First Selectwoman Lynne Vanderslice published her nightly update on Wednesday, March 25, and the theme was about planning–how the town is planning and how Wilton residents need to plan–and need to do so now.
“As the virus continues to rapidly spread throughout Wilton, the State and the greater New York City area, if you haven’t already done so, it is important to develop a plan for yourself and anyone living with you as to how you will manage if one or more of you test positive,” Vanderslice wrote. “Plans should be made as to how to isolate within the same household, how to handle meals for the patient, what if both Mom and Dad are sick and other such scenarios. If you live alone, make sure you have a network you can contact in case you need meals or other supplies left on your doorstep. Many people with the disease become weak, so if you do live alone, think strategically about where you would want to place a bed and still be able to care for yourself.
According to the CT Department of Public Health, there are 17 laboratory-confirmed cases in Wilton (and 546 in Fairfield County). There have been 19 deaths statewide, 12 of which are in Fairfield County.
Vanderslice wrote that she believes the Wilton numbers are underreported, and urges anyone who has received a confirmed or presumptive positive test and who has not been contacted by the Wilton Health Department, to reach out to the department.
Anyone who has a fever, cough and/or shortness of breath should call a doctor–only a doctor can approve someone for testing.
Town in Continual Planning Mode
Vanderslice described the Town officials as “in a continual planning mode” when it comes to preparations for how the town will deal with the impact of coronavirus.
She explained those plans and operations: “We are holding three regularly scheduled Emergency Operations Committee meetings per week, plus additional meetings as required.

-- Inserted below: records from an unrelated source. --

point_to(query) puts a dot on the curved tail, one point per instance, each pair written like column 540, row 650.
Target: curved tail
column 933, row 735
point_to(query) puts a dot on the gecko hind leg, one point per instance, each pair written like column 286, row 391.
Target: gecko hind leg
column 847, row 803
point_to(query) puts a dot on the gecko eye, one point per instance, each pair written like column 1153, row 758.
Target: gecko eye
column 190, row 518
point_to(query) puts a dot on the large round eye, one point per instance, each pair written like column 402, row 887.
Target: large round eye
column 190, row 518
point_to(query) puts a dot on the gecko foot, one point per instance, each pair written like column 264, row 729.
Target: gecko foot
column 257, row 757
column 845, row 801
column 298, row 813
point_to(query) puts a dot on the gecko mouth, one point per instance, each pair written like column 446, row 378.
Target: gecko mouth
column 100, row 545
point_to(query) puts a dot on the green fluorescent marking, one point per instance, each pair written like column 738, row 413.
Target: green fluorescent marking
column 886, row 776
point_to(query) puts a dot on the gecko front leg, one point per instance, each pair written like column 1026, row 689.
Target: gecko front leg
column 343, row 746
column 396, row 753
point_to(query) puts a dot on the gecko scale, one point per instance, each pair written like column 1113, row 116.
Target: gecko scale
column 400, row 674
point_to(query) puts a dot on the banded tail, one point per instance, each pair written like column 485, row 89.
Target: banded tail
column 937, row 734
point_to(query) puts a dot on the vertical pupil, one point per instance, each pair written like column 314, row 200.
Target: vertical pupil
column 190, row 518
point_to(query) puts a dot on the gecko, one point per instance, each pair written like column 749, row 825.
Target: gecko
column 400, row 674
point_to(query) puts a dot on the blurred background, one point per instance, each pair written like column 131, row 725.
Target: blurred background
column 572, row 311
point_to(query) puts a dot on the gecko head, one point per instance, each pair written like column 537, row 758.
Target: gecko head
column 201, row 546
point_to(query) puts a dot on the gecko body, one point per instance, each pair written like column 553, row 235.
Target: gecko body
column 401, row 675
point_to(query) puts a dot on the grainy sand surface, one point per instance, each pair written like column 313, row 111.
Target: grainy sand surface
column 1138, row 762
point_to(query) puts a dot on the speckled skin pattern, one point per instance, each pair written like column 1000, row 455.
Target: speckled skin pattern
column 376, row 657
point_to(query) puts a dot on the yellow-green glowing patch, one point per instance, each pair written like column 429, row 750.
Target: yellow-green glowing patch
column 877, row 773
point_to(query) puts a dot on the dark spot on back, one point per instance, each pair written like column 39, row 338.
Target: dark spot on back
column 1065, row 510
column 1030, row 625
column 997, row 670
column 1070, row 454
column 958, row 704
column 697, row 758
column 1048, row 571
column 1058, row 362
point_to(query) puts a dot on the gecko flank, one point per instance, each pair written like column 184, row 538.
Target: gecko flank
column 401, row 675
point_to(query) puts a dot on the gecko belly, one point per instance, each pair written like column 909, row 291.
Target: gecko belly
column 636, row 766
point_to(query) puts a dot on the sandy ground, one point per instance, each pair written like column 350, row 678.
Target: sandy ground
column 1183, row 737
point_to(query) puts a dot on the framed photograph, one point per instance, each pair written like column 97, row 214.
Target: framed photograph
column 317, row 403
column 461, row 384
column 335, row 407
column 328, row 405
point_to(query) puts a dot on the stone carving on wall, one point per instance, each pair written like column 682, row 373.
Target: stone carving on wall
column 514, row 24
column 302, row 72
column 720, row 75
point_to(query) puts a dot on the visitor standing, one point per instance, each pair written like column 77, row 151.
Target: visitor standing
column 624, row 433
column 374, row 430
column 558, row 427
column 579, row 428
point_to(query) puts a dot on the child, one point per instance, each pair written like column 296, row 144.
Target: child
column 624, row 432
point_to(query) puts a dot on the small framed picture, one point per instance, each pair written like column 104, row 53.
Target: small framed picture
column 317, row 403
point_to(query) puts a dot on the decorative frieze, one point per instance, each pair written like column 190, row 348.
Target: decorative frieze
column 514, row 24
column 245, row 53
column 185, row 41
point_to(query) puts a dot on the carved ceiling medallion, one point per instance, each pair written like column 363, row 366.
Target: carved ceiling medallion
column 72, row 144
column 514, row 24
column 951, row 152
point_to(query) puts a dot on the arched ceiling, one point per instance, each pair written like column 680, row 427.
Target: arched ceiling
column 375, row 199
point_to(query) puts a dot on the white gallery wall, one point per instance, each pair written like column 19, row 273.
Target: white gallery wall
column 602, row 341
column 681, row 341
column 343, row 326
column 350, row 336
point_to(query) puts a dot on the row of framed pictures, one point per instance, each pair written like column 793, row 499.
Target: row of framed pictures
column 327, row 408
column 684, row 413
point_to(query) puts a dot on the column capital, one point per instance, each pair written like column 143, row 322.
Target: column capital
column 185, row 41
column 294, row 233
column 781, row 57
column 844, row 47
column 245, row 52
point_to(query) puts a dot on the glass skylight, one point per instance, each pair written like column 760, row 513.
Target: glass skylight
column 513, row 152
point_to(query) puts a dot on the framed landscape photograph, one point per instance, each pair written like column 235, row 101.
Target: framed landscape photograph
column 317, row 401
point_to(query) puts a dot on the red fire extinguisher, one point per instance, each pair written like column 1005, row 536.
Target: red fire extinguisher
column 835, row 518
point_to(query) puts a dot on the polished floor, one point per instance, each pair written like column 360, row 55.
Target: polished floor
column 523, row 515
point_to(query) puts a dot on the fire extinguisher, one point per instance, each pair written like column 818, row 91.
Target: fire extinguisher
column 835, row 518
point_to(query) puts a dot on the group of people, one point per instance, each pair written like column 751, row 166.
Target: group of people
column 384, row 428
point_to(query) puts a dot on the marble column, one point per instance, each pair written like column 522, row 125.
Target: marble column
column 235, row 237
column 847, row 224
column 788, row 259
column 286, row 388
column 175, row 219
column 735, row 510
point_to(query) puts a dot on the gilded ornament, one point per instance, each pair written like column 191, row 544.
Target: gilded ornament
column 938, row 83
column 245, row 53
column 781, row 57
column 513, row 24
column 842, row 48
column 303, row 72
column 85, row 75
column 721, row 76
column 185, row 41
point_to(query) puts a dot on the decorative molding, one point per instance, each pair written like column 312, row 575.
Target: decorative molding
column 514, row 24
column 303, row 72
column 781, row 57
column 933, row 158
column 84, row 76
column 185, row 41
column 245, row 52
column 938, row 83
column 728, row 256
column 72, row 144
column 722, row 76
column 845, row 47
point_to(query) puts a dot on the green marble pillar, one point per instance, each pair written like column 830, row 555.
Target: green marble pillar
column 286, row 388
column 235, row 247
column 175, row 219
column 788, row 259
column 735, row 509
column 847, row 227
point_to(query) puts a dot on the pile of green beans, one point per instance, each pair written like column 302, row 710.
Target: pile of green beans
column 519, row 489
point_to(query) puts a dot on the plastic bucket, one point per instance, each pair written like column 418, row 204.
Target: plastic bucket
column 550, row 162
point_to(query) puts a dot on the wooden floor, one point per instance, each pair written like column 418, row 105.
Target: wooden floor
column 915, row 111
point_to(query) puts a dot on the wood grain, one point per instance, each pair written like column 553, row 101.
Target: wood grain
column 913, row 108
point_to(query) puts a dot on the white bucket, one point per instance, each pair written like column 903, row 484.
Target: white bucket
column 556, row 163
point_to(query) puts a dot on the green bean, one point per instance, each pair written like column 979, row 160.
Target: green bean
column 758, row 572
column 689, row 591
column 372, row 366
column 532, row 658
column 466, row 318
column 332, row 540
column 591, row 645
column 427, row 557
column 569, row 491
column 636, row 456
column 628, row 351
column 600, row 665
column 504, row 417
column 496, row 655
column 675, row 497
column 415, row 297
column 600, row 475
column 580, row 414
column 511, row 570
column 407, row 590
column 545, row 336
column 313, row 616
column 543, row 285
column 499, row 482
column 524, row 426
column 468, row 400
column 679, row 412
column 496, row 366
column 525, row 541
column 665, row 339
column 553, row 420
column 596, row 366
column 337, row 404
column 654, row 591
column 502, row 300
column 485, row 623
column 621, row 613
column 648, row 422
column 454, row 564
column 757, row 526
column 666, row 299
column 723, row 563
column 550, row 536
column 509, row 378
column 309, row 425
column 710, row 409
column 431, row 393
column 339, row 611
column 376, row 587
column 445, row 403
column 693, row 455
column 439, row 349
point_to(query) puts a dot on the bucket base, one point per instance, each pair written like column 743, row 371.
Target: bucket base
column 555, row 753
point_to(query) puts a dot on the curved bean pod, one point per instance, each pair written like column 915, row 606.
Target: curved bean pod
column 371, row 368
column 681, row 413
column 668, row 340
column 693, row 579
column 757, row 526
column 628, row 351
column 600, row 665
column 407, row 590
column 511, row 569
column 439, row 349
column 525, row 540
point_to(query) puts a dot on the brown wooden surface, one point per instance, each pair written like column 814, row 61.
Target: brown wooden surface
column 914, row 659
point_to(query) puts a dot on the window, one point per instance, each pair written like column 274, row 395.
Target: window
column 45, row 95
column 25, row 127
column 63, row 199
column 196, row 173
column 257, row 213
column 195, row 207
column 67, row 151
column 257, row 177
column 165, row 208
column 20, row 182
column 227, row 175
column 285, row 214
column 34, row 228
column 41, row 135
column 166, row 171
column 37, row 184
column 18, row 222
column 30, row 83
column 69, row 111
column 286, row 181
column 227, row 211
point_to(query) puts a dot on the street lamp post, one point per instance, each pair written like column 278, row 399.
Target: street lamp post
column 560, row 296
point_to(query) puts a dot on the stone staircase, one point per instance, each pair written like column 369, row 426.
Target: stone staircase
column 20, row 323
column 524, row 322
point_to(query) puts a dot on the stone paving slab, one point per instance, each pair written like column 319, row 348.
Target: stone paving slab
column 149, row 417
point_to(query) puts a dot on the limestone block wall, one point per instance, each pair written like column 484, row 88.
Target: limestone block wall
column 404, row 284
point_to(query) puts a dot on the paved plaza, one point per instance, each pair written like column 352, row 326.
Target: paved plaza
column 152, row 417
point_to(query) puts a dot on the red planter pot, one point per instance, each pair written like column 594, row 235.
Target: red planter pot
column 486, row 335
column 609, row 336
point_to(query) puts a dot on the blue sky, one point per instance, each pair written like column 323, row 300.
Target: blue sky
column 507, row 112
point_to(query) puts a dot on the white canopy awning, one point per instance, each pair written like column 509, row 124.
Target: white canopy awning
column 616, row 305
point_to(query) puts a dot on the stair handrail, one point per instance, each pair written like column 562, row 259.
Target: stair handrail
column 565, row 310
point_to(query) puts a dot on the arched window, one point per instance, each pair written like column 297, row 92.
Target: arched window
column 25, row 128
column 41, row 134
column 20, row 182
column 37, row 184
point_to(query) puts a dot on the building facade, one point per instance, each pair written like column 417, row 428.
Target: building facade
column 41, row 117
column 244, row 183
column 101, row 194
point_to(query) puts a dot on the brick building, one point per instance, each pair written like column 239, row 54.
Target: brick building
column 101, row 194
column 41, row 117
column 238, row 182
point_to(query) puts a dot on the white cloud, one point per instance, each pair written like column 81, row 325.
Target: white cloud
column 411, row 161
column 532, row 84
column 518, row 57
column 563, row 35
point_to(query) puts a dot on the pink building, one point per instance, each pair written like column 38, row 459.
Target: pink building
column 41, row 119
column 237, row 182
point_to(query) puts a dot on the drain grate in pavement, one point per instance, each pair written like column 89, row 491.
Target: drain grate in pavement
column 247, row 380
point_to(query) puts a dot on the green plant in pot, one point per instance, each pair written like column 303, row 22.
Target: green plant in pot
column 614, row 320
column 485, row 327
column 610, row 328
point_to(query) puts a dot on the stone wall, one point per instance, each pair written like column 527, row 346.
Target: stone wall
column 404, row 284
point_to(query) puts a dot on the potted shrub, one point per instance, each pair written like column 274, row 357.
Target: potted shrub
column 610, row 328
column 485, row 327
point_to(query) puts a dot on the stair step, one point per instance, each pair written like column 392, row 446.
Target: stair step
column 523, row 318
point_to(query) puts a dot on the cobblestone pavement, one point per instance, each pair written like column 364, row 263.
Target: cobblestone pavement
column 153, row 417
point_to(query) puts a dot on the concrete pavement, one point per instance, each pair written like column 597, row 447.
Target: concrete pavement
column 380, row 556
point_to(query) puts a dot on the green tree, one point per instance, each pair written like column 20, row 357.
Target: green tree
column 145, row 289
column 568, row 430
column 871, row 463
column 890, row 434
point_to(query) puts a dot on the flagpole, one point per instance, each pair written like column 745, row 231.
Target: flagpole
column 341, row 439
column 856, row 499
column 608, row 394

We have already executed a plan for potential sheltering of exposed emergency services personnel and non-hospitalized emergency services personnel, who have tested positive. Fortunately, we haven’t yet had a need for it. We are executing a plan for potential sheltering of our vulnerable population and non-hospitalized residents with the virus, who live alone and may need assistance. Emergency Management Director and Chief of Police John Lynch is spearheading our participation in developing regional facilities. All of us are participating in region-wide or statewide calls either daily or more frequently.”
Disturbing testing and results data
There’s a lot about the data and testing statistics that is disturbing. The growth in Wednesday’s number of cases in CT continued the trend of exceeding that of the prior day. Vanderslice said this increase was expected as more residents are tested. Event more alarming, the rate of positive tests has increased.
“Tuesday, the state reported an increase in total tests of 800 and an increase in positive tests of 203 or 25% positive. Wednesday, the increases were 598 [total tests] and 257 [positive tests], or 43% positive,” Vanderslice said.
The numbers are evidence of “why we all must behave as if we have the virus and as if those around us do as well,” says Vanderslice, who explained: “To date, 5,898 residents have been tested, with 875 testing positive. This means over 5,000 were sick enough to qualify for testing, but are sick with something else other than coronavirus. There are also residents who aren’t yet sick enough to qualify for testing or those that are carrying the virus and may never show any symptoms.”
Perhaps even more alarming? During a call Vanderslice was on with the Governor and his staff on Wednesday, state officials said that the CT Department of Public Health will soon stop releasing the number of confirmed cases for each municipality; town officials will not be allowed to release the number either. Vanderslice said she is trying to find out more information about this.
Signs will caution: “Practice social distancing”
The Town has ordered signs to put up in public places encouraging people to keep their distance from one another.
“We are ordering ‘practice social distancing’ signs to place in open spaces, like the Town Forest and Ambler Farm, but please, in the meantime, keep your distance on the trails and in the parking lots. Please do not impede safe passage on Autumn Ridge Road. If the parking lot is full, please return at a different time.”
Residents have been generous, Vanderslice said.
“During this time, the community has been incredibly generous, with many reaching out asking how to donate food to police, fire and other personnel. Community affairs coordinator Sarah Gioffre will be overseeing those donations,” she said, promising more details in her next update.
She gave specific instructions for where residents can donate medical supplies: “Donations of medical supplies for the Wilton Volunteer Ambulance Corps should be placed in the container outside their headquarters located on the Town Campus,” (yellow house to the right, past the Police Department and DPW garages).
Other details Vanderslice noted:
- “Unfortunately, multiple car burglaries and two stolen vehicles occurred in the area of Cannon Road and Hurlbutt Street. As before, these criminals only return, if they are successful. Please lock your vehicles.”
- “The Connecticut Recovery Bridge Loan Program will soon make $25 million available for loans at 0%. These are 18-month loans for businesses and nonprofits with fewer than 100 employees. Information will be available soon.”